Los Angeles Country Club - North Course

USA, California, Los Angeles
7.6 (9)
Course Opened: 1921

Owner of the most valuable golf real estate in America, the Los Angeles Country Club is located in the heart of Beverly Hills and significant in golfing circles for its North Course, which was redesigned by member George Thomas in 1927. An amateur architect from Philadelphia, Thomas moved to California in 1920 and helped supervise Herbert Fowler’s initial renovations of the club’s two courses the following year. His later work at Riviera and Bel-Air made him the hottest designer on the West Coast, and he was soon able to convince his home club to allow him to update Fowler’s design, starting with the North Course.

Thomas’s main issues with the existing course were the lack of strategic play and the fact that holes didn’t properly utilize the land’s natural golf topography. Although he kept much of Fowler’s routing, Thomas designed four entirely new holes and, with shaper William Bell, added great variety and flair by rebuilding each of the greens and replacing the straight-lined bunkers with more irregular shapes. He also came up with the radical concept of building a course within a course, designing his holes with great elasticity so that a change of tee or flag location could affect the character, or even the par, of an individual hole.

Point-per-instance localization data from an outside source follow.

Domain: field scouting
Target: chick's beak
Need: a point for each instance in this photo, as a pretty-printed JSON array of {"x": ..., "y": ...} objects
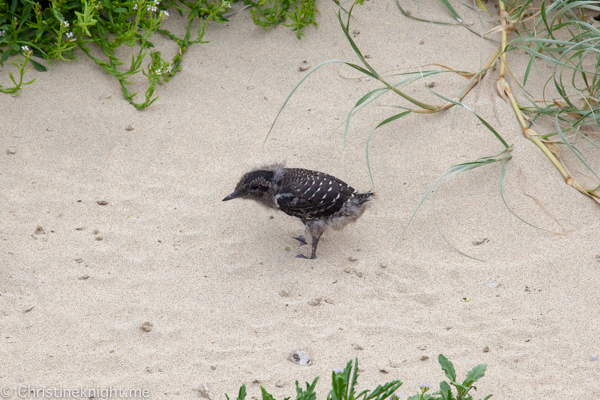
[{"x": 232, "y": 196}]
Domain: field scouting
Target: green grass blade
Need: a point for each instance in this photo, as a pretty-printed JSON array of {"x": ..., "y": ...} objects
[{"x": 294, "y": 89}]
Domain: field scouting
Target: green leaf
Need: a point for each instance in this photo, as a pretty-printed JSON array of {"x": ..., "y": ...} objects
[
  {"x": 454, "y": 13},
  {"x": 266, "y": 395},
  {"x": 38, "y": 66},
  {"x": 3, "y": 58},
  {"x": 475, "y": 374},
  {"x": 447, "y": 367}
]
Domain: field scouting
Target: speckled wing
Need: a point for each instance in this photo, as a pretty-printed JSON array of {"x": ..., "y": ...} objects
[{"x": 311, "y": 195}]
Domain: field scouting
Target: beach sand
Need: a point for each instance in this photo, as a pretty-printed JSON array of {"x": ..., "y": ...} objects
[{"x": 223, "y": 302}]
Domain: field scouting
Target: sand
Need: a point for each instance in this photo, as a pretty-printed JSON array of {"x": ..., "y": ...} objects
[{"x": 223, "y": 302}]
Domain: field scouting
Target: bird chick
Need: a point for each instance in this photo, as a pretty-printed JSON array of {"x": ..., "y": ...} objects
[{"x": 321, "y": 201}]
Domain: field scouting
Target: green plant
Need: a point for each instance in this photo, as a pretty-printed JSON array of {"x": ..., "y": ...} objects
[
  {"x": 55, "y": 29},
  {"x": 576, "y": 80},
  {"x": 344, "y": 381},
  {"x": 273, "y": 12}
]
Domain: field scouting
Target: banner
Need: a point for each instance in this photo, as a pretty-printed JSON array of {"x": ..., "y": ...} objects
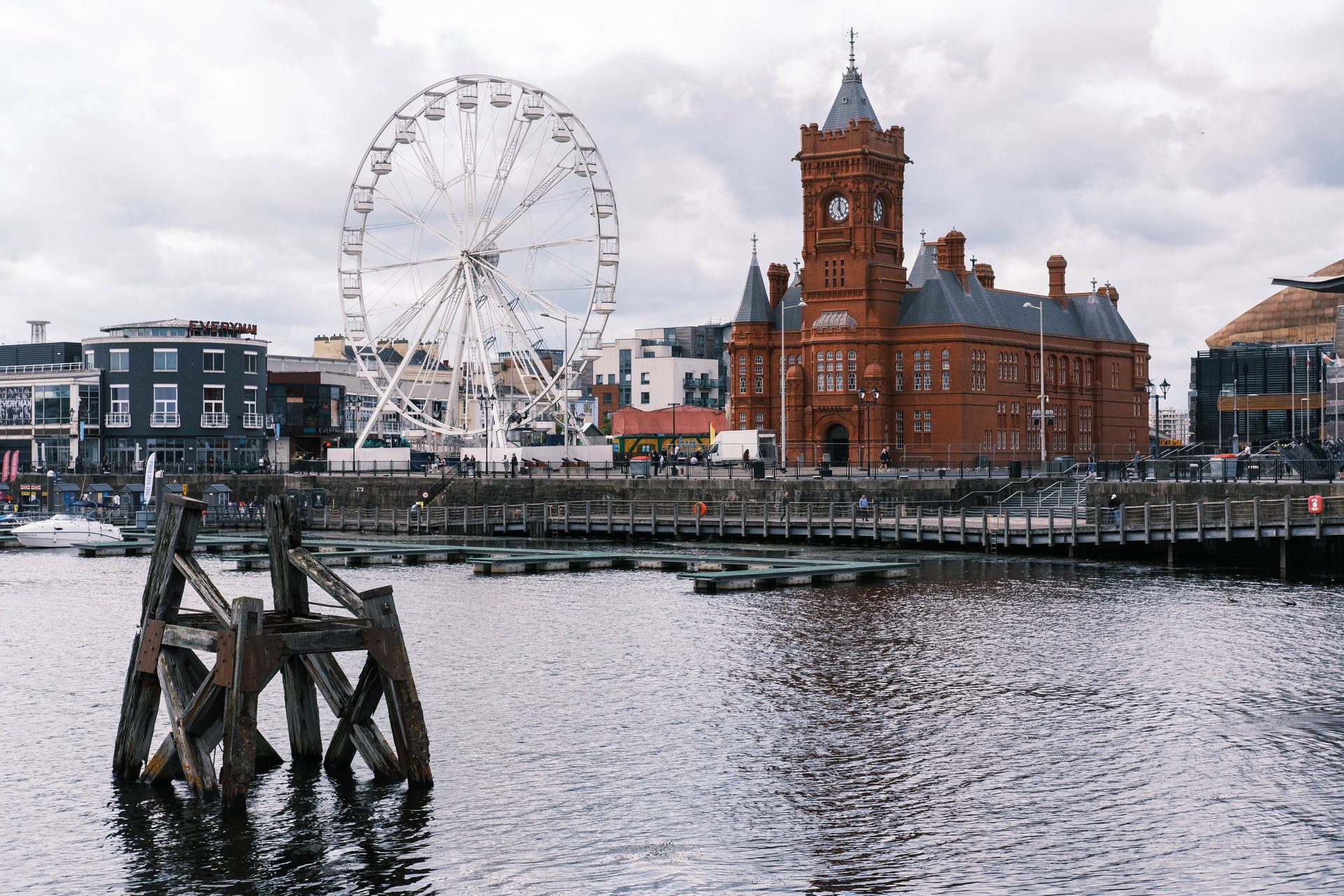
[{"x": 150, "y": 477}]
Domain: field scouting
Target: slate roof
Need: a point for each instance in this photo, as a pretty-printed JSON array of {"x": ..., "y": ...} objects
[
  {"x": 936, "y": 298},
  {"x": 851, "y": 102},
  {"x": 756, "y": 300}
]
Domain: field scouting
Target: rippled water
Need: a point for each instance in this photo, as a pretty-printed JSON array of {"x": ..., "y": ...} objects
[{"x": 988, "y": 726}]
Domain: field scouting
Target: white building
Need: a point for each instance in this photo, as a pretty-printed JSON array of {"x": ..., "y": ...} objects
[
  {"x": 1174, "y": 424},
  {"x": 652, "y": 377}
]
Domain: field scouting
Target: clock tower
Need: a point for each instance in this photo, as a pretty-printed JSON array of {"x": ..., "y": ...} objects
[{"x": 853, "y": 192}]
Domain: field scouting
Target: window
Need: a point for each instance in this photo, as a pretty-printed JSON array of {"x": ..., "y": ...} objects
[
  {"x": 120, "y": 398},
  {"x": 213, "y": 399},
  {"x": 50, "y": 405}
]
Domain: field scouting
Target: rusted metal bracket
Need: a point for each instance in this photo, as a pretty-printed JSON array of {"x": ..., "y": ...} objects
[
  {"x": 385, "y": 647},
  {"x": 151, "y": 643},
  {"x": 225, "y": 657},
  {"x": 264, "y": 654}
]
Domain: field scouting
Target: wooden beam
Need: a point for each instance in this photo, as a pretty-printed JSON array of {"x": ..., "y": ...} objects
[
  {"x": 328, "y": 580},
  {"x": 203, "y": 586},
  {"x": 239, "y": 752},
  {"x": 359, "y": 707},
  {"x": 176, "y": 531},
  {"x": 334, "y": 684},
  {"x": 290, "y": 593},
  {"x": 195, "y": 761},
  {"x": 405, "y": 713}
]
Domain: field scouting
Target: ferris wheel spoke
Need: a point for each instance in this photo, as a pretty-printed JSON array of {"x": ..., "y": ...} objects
[
  {"x": 537, "y": 298},
  {"x": 555, "y": 176},
  {"x": 577, "y": 241},
  {"x": 416, "y": 262},
  {"x": 412, "y": 216},
  {"x": 438, "y": 183},
  {"x": 518, "y": 131}
]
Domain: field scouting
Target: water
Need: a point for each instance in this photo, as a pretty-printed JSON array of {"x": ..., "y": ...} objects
[{"x": 987, "y": 726}]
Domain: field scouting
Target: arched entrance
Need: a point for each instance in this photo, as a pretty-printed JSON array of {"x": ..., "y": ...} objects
[{"x": 838, "y": 444}]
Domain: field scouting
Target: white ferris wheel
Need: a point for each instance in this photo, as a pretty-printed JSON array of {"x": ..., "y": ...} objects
[{"x": 477, "y": 260}]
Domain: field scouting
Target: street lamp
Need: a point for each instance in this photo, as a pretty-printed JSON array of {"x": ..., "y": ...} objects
[
  {"x": 1042, "y": 428},
  {"x": 1156, "y": 393},
  {"x": 565, "y": 349},
  {"x": 784, "y": 381},
  {"x": 866, "y": 405}
]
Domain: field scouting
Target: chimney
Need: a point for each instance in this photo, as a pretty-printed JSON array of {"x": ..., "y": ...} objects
[
  {"x": 986, "y": 274},
  {"x": 1057, "y": 265},
  {"x": 778, "y": 279},
  {"x": 956, "y": 244},
  {"x": 328, "y": 347}
]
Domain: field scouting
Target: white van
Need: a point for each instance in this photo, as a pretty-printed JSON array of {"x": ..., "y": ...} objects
[{"x": 727, "y": 448}]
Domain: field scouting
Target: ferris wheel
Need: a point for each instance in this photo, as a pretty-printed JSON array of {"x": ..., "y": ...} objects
[{"x": 477, "y": 258}]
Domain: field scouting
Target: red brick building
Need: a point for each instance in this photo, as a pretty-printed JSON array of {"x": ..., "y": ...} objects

With the reopening of the North Course, Thomas elevated parkland golf on the West Coast to a new level, his layout flowing beautifully across the pronounced ground contours and featuring one distinctive hole after another. Though the core of his course survived largely intact, a number of holes were lengthened during the 1960s and his bunkers and features formalized over time. Thankfully a restoration program undertaken by Gil Hanse, and completed in 2010, managed to return the design to Thomas’s original intent and, mercifully, reverse the slow deterioration of Bell’s incredible green and bunker shapes. One of the chief beneficiaries was the harrowing short par four 6th, once neutered by tree encroachment and penal changes to its small green and skinny approach area.

Although the front nine is more compact than the back, there is a renewed cohesion across the entire property and wonderful holes dotted throughout the round. As is the case on other Thomas courses, players are continually confronted by interesting golf decisions and outstanding examples of strategic design. The use of ravines, ridges and a large sandy wash running across the site is exceptional. There are a couple of holes where natural contours are no longer in play for the longer hitters, but the layout remains relevant because its bunkers are expertly located and the putting surfaces place such a great premium on quality approach play. The par threes are particularly good: The 7th and reverse-Redan-shaped 11th are longer holes cleverly shaped to allow well-struck balls to chase toward tight flags, while both the 9th and 15th are shorter but feature exquisitely built green sites with some truly treacherous pin locations. The two-shot holes are also challenging and diverse, from the wildly undulating 3rd and crested 5th through to the stretch of strong, well-bunkered par fours that close the round.

Interestingly, George Thomas regarded this as his finest piece of work, yet he fully expected the better designs of his generation to be quickly surpassed by modern golf architects. That hasn’t happened in this state, and thanks to a strong routing and the sensitive restoration of its wonderful old design, the North Course at LA Country Club remains one of California’s best.